“Studio la giustizia e il suo effetto sulla vita delle persone da un punto di vista di Psicologia Critica e di Comunità. Credo che gli studi che sto conducendo servano alla costruzione di un mondo migliore. Sto cercando di promuovere con il mio lavoro la giustizia sociale come nuovo indicatore alternativo al PIL e la consapevolezza, a livello internazionale, che un mondo più giusto è un luogo popolato da persone più felici”, sono le parole di Salvatore Di Martino, al terzo anno di dottorato in Gender Studies, coordinatrice la prof.ssa Caterina Arcidiacono. Ha vinto il primo premio per la migliore presentazione orale intitolata “La felicità in un solo mondo: il legame nascosto tra la soddisfazione di vita e la giustizia sociale” alla 8th MMU Postgraduate Research Conference, che si è tenuta alla Manchester Metropolitan University del Regno Unito. Nella presentazione sostiene che la giustizia sociale può avere un effetto diretto su come la gente gode della propria vita. Mostra il legame nascosto tra un’amministrazione giusta ed equa di un paese e il livello di soddisfazione per la vita dei suoi cittadini. Ci sono diverse ragioni che hanno spinto Salvatore verso questo ambito di ricerca: “le prime personali. Durante il mio percorso di studi ho sempre dovuto far fronte alla necessità di non ‘essere un peso’ per la mia famiglia. Ho avuto la fortuna di non nascere in una famiglia benestante; fortuna perché questo mi ha permesso di imparare l’etica del lavoro, il rispetto per quello altrui e il valore del denaro”. Quando pensiamo alla giustizia sociale, spesso ci immaginiamo qualcosa di astratto: “ma l’esperienza personale mi ha insegnato che è anche una questione di ordinaria amministrazione delle vite di tanti che non hanno la possibilità di frequentare un Corso di Laurea, ottenere un dottorato di ricerca, andare all’estero e vincere un premio ad una conferenza internazionale. Io, a dispetto delle mie piccole traversie, sono un privilegiato e, dato che dell’ingiustizia sociale ne ho avuto un piccolo assaggio, mi sento obbligato a cercare una soluzione per sradicarla e permettere a chi non è stato fortunato come me di vivere una vita dignitosa e più felice”.

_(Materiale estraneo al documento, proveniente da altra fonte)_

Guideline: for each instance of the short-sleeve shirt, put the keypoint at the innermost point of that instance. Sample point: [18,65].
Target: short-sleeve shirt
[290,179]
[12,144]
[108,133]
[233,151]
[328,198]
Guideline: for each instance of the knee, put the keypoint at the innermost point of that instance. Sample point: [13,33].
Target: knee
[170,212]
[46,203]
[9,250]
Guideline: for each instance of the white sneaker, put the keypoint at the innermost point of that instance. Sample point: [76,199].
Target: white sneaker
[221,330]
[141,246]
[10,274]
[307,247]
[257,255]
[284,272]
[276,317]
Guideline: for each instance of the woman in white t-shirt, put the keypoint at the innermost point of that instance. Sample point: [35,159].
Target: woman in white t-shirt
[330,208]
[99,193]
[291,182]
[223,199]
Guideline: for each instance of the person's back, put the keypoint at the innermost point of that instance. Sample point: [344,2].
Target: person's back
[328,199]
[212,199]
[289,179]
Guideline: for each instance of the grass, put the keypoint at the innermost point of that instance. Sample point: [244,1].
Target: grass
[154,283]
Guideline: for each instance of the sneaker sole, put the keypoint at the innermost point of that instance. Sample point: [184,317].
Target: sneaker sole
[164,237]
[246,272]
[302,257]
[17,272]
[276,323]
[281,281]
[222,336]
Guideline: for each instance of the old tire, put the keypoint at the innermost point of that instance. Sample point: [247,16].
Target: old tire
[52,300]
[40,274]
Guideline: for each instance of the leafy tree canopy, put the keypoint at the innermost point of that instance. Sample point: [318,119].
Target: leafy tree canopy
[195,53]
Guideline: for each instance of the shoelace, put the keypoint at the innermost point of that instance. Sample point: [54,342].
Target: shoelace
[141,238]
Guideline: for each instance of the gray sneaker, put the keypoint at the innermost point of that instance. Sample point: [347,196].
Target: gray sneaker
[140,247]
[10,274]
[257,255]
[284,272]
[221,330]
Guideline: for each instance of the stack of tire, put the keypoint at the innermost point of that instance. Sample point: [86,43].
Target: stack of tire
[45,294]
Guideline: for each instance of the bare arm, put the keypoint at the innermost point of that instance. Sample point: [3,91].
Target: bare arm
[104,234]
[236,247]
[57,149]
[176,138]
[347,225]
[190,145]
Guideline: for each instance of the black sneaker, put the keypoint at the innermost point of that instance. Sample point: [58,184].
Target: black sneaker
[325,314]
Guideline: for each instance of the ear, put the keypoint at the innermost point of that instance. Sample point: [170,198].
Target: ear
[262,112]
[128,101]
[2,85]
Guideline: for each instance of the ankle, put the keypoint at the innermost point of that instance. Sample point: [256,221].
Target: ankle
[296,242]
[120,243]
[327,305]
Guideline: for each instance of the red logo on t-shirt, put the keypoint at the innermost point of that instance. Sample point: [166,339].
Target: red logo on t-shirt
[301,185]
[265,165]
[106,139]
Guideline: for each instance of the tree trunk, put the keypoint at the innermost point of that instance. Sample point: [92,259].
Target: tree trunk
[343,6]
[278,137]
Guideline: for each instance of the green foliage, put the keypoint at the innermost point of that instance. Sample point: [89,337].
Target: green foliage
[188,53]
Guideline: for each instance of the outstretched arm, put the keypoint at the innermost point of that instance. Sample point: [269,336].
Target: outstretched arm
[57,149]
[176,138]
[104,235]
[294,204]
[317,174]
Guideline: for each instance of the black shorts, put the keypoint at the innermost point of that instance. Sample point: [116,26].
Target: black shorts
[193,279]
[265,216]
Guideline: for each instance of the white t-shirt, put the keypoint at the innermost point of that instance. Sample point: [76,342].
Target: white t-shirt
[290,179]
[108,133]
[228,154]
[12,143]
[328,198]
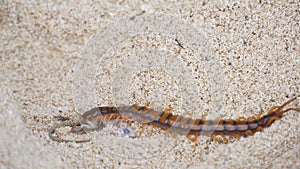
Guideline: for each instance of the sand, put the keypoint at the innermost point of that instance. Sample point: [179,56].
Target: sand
[223,59]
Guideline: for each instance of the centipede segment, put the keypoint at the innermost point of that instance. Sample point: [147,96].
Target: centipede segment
[97,118]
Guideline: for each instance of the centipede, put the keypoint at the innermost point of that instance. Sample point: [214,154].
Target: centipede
[218,129]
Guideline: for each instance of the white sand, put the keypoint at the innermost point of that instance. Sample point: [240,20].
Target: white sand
[237,59]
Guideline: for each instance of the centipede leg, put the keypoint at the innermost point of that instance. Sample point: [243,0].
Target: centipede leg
[224,138]
[248,132]
[235,135]
[193,138]
[152,130]
[241,119]
[214,138]
[259,114]
[272,109]
[168,110]
[272,119]
[203,117]
[142,130]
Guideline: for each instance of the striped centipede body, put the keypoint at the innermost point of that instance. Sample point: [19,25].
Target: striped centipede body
[98,117]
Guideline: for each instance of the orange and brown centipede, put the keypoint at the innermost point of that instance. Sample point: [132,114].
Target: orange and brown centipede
[98,117]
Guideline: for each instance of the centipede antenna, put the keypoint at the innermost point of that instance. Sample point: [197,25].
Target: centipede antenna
[70,123]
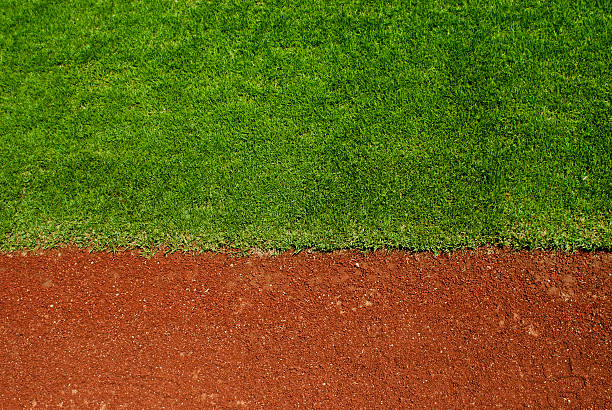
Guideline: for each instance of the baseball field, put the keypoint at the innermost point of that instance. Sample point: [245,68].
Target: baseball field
[375,204]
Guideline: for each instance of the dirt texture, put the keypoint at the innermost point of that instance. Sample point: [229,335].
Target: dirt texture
[318,330]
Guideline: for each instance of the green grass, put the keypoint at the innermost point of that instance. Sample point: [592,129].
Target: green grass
[367,124]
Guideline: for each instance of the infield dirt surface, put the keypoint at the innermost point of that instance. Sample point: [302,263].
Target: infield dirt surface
[320,330]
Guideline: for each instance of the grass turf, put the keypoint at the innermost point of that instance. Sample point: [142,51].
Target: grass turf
[421,125]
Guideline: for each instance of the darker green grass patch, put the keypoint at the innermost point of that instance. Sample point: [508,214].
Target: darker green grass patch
[193,124]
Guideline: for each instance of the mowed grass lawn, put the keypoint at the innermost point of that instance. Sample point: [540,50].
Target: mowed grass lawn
[272,124]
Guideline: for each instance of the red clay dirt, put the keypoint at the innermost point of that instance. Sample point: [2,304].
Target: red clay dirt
[318,330]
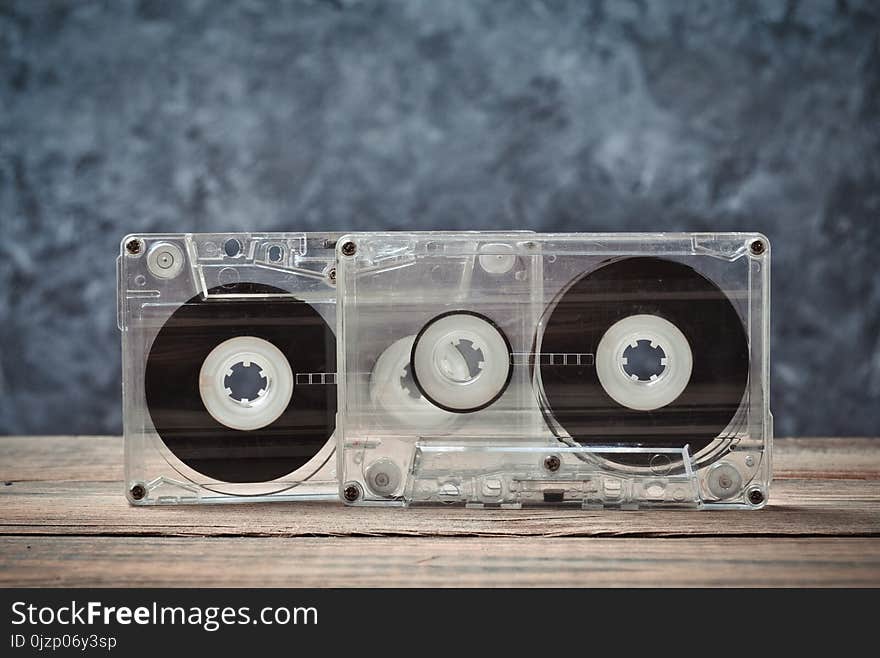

“Pulivo pavimenti e wc di mattina, e la sera studiavo la felicità”
Quando parla di traversie si riferisce al periodo precedente al dottorato: “intrapresi l’anno di tirocinio post-laurea con la mia tutor della tesi Magistrale. Nel frattempo, avendo bisogno di un lavoro, finii come tanti neo-laureati a prestare servizio in un call center con un contratto a progetto, da cui fui presto dismesso per ‘eccessiva produzione’”.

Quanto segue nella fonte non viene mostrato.